Infers a TypeScript interface from a Zod object schema.
Zod to TypeScript converts a Zod object schema into a matching TypeScript interface right in your browser. Paste a z.object({ ... }) definition and instantly get an export interface Schema with the correct field types, optional markers, and nested shapes. It is handy when you want a quick static type from an existing Zod validator without pulling in extra tooling or running a build step.
It handles z.string(), z.number(), z.boolean(), z.enum([...]), z.array(...), and nested z.object({...}). Optional and nullish fields are detected and rendered with a ? modifier. Unsupported types such as z.date() throw an error rather than guessing.

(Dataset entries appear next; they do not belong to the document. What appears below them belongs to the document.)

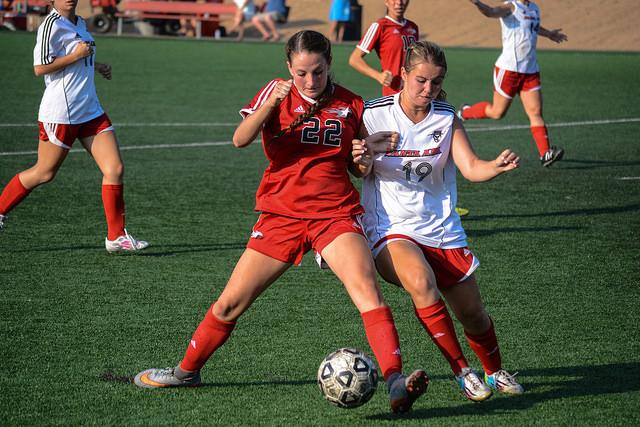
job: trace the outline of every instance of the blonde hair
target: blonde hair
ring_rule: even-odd
[[[447,74],[447,58],[445,57],[442,48],[435,43],[427,40],[411,43],[404,57],[404,70],[408,73],[413,67],[421,62],[427,62],[437,67],[442,67],[444,69],[444,74]],[[440,89],[440,93],[436,99],[438,101],[446,101],[447,92]]]

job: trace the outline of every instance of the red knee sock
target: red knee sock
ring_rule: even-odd
[[[31,190],[24,188],[18,174],[11,178],[11,181],[4,187],[0,194],[0,215],[6,215],[24,200],[31,193]]]
[[[191,342],[180,362],[185,371],[199,371],[209,357],[227,341],[236,322],[224,322],[213,314],[213,305],[191,337]]]
[[[447,359],[454,375],[458,375],[462,368],[469,366],[462,354],[462,348],[453,327],[449,310],[442,299],[424,308],[415,309],[416,316],[422,323],[433,342]]]
[[[500,357],[500,347],[498,347],[498,338],[493,328],[493,321],[487,332],[481,335],[471,335],[465,332],[467,341],[471,349],[476,353],[482,367],[487,375],[491,375],[502,368],[502,358]]]
[[[549,150],[549,133],[546,126],[531,126],[531,135],[538,147],[540,157]]]
[[[107,239],[115,240],[124,234],[124,186],[103,184],[102,204],[107,217]]]
[[[389,307],[376,308],[360,315],[369,345],[378,360],[384,379],[402,372],[400,339]]]
[[[471,107],[462,110],[462,117],[465,120],[486,119],[487,113],[485,113],[485,110],[487,109],[487,105],[489,105],[489,103],[486,101],[473,104]]]

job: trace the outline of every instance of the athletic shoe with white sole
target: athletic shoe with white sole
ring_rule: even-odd
[[[464,117],[462,117],[462,112],[463,112],[464,110],[466,110],[467,108],[471,108],[471,105],[469,105],[469,104],[462,104],[462,105],[460,106],[460,109],[456,112],[456,116],[458,116],[458,118],[459,118],[460,120],[462,120],[463,122],[464,122]]]
[[[463,368],[462,371],[456,375],[456,382],[467,399],[473,400],[474,402],[487,400],[493,394],[491,389],[482,382],[478,374],[471,368]]]
[[[515,379],[515,374],[511,375],[504,369],[500,369],[491,375],[484,374],[484,381],[489,387],[500,393],[506,394],[522,394],[524,393],[524,387],[522,387]]]
[[[564,155],[564,150],[562,148],[550,147],[546,153],[540,157],[540,163],[545,168],[551,166],[554,162],[558,160],[562,160],[562,156]]]
[[[138,373],[133,383],[142,388],[197,387],[200,385],[200,371],[184,372],[177,366],[147,369]]]
[[[136,240],[131,234],[124,230],[124,234],[118,237],[116,240],[104,239],[104,245],[107,248],[107,252],[137,252],[149,246],[148,242],[144,240]]]
[[[418,369],[408,377],[402,374],[392,375],[388,384],[391,412],[409,412],[413,402],[427,391],[429,376]]]

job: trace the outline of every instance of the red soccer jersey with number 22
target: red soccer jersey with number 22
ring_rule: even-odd
[[[240,110],[246,117],[268,98],[281,79],[269,82]],[[362,98],[333,85],[333,96],[316,114],[274,139],[311,107],[295,85],[262,130],[269,159],[256,194],[256,210],[293,218],[346,217],[364,212],[349,178],[351,141],[358,135]]]

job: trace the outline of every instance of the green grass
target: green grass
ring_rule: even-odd
[[[43,90],[32,72],[33,34],[0,35],[0,124],[35,123]],[[286,76],[281,44],[99,38],[100,99],[123,148],[229,141],[237,110],[271,78]],[[334,49],[337,81],[365,98],[379,88]],[[448,49],[454,105],[491,94],[495,50]],[[640,56],[540,52],[545,117],[554,123],[640,117]],[[131,126],[142,124],[142,126]],[[466,401],[415,320],[407,296],[383,285],[407,370],[432,377],[404,417],[386,392],[352,411],[315,385],[325,354],[368,350],[338,280],[310,257],[243,316],[203,369],[205,386],[149,391],[127,378],[171,366],[223,288],[251,226],[266,161],[259,144],[123,150],[127,224],[152,247],[109,256],[100,174],[72,153],[55,181],[17,207],[0,235],[0,419],[3,424],[219,425],[634,425],[640,423],[640,123],[550,127],[565,160],[539,166],[516,102],[501,122],[468,122],[484,158],[511,147],[522,167],[485,184],[459,180],[464,225],[505,367],[524,396]],[[35,126],[0,126],[0,153],[36,148]],[[80,145],[77,144],[79,147]],[[0,185],[35,155],[0,155]],[[460,336],[462,331],[458,330]],[[468,345],[463,348],[479,368]]]

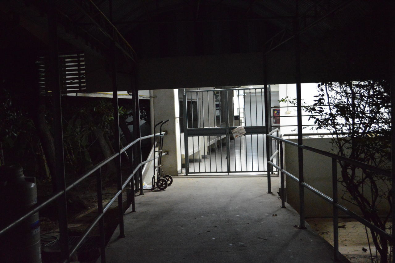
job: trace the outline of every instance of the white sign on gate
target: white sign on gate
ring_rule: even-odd
[[[246,134],[246,130],[244,129],[244,126],[239,126],[232,130],[231,132],[235,138]]]

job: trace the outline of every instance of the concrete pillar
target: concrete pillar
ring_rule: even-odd
[[[178,91],[177,89],[158,89],[153,91],[154,123],[169,119],[170,121],[163,125],[162,130],[167,131],[163,143],[163,152],[168,155],[163,156],[162,165],[165,174],[172,176],[178,175],[181,169],[180,163],[179,121],[175,118],[175,112],[179,110]],[[177,115],[178,116],[178,115]],[[156,132],[159,132],[157,127]],[[179,161],[177,162],[177,160]]]

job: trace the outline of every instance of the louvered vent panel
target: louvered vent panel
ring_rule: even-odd
[[[39,66],[40,90],[47,93],[52,90],[48,76],[48,58],[40,57]],[[82,52],[62,53],[59,55],[59,70],[62,94],[85,92],[85,58]]]

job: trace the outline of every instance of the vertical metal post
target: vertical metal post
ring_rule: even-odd
[[[264,55],[265,56],[265,55]],[[271,191],[271,182],[270,178],[270,170],[271,169],[269,167],[269,165],[267,162],[270,161],[271,154],[270,153],[270,146],[269,144],[269,138],[267,136],[267,134],[269,132],[269,120],[268,116],[268,112],[270,112],[270,109],[269,109],[269,98],[268,98],[268,89],[267,89],[267,70],[266,64],[266,60],[265,56],[263,58],[263,85],[264,90],[265,91],[265,126],[266,127],[266,130],[265,131],[265,139],[266,143],[266,170],[267,170],[267,193],[273,193]],[[263,114],[263,113],[262,113]]]
[[[53,98],[54,137],[56,160],[56,174],[53,175],[55,181],[56,191],[63,191],[63,193],[58,199],[59,229],[60,233],[60,259],[59,261],[70,260],[67,226],[67,202],[64,173],[64,158],[63,153],[63,133],[62,122],[61,84],[59,72],[58,50],[57,21],[54,1],[49,4],[48,14],[48,31],[49,36],[50,56],[50,83]]]
[[[284,168],[284,156],[282,149],[282,142],[280,141],[280,168]],[[280,171],[280,179],[281,182],[281,207],[285,208],[285,191],[284,191],[284,173]]]
[[[133,90],[133,133],[134,134],[135,139],[141,138],[141,131],[140,128],[140,103],[139,101],[139,91],[134,88]],[[154,120],[151,120],[153,121]],[[136,144],[137,152],[137,165],[142,162],[141,154],[141,141],[140,140]],[[144,195],[143,190],[143,166],[141,166],[139,168],[139,181],[140,183],[140,195]]]
[[[191,101],[192,104],[192,101]],[[187,111],[186,94],[185,90],[182,93],[182,114],[184,118],[184,152],[185,160],[185,175],[189,172],[189,155],[188,155],[188,116]]]
[[[225,93],[226,94],[226,100],[225,100],[225,109],[226,110],[226,117],[225,118],[225,127],[226,128],[226,155],[228,157],[226,158],[226,166],[228,169],[228,174],[230,172],[230,138],[229,133],[230,131],[229,130],[229,98],[228,94],[229,93],[228,91]],[[221,141],[222,140],[221,140]],[[221,151],[222,147],[221,145]],[[222,162],[222,155],[221,154],[221,162]]]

Fields ending in .optional() or .nullish() are marked with a ? in the generated interface. The check scans the whole field value, so a modifier placed anywhere in the expression flags that field as optional.
It always produces a single export interface Schema { ... } block. Enums become string-literal unions, arrays become element[] types, and nested objects are inlined as object types.
The input must contain a z.object({ ... }) with at least one field and balanced brackets. You will get an error if no z.object is found, the object is empty, brackets are unbalanced, an enum has no members, or a field uses an unsupported Zod type.
No. The conversion runs entirely in your browser using local JavaScript, so nothing you paste is uploaded or stored anywhere.